I’ve found the Loving-Kindness practice a great way to reduce my stress by becoming aware of others’ being and experience empathy and compassion for those who are not just the ones I love.
A little history on the who what where :
Loving-Kindness meditation came about because of the Buddha’s response to a group of monks who were scared. The monks had gone to a remote forest to meditate however when they got there, they started hearing strange noises, smelling terrible things and seeing scary spirits. They fled the forest and asked the Buddah for help.
The Buddha taught them Loving Kindness and told them to go back to the forest and develop Loving Kindness for these scary spirits. The monks returned to the forest and began to practice this meditation. Soon the spirits became as kind and friendly to the monks as the monks were being to the spirits. The monks stayed a long time in the forest, living peacefully with the spirits.
This meditation is now fronted By Emma Seppälä at Stanford University and has benefits of increasing our:
- social connections
- emotional intelligence
- Anti-Ageing effect (see Emma’s website here for how!)
It can even help curb our self-criticism and bias towards others.

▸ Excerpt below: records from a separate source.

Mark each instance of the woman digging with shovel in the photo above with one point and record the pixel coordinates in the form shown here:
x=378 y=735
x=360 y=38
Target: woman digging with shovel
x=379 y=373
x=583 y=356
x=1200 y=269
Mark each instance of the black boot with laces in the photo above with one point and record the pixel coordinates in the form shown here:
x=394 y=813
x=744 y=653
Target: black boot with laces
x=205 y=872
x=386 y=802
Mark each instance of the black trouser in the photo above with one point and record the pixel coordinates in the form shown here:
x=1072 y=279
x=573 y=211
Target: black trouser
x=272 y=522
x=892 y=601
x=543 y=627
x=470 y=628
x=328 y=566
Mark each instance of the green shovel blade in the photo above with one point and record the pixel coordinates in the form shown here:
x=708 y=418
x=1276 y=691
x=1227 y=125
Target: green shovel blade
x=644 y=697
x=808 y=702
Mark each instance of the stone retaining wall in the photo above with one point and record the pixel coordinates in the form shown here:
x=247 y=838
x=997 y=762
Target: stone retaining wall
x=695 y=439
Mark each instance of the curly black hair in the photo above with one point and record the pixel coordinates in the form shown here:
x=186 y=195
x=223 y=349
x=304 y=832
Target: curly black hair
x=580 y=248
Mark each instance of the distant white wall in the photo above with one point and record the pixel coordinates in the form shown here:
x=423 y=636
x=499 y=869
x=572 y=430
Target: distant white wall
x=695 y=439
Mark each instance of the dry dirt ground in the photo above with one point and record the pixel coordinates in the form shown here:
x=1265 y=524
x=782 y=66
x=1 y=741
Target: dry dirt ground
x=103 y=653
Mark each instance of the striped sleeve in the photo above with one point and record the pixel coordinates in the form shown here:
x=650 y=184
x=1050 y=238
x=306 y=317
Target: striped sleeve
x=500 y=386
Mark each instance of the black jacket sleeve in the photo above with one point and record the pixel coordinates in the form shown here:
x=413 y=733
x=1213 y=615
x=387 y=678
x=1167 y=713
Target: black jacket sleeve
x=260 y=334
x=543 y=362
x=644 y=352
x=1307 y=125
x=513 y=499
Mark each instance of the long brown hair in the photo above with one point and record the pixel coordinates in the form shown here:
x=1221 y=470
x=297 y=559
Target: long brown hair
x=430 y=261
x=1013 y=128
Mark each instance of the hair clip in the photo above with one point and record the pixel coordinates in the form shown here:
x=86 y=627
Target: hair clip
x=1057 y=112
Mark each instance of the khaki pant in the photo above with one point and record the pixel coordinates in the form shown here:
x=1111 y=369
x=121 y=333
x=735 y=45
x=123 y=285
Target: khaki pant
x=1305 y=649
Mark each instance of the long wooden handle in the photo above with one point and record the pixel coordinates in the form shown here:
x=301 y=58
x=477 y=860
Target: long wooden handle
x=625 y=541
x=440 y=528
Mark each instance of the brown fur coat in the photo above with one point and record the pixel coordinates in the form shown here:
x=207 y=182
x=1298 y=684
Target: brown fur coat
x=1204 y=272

How-to: Loving-Kindness Meditation
I like to be seated whilst doing this 15 minute practice and to use a guided soundtrack. I like Emma’s here however do have a look on YouTube for your favourite.
In the practice you will give and receive loving kindness by silently repeating phrases whilst picturing yourself and others. The words are really lovely and uplifting and follow the lines of:
“May you live with ease, may you be happy, may you be free from pain.”
“May your life be filled with happiness, health, and well-being.”
Also , check out this Ted Talk from Emma Seppälä on how we can breathe for happiness!
I really hope you have a little chance to try Loving-Kindness and see how you feel after! I remember doing this for the first time on my 8-week course and we all felt it was a really freeing experience wishing compassion to even those who may have done us wrong.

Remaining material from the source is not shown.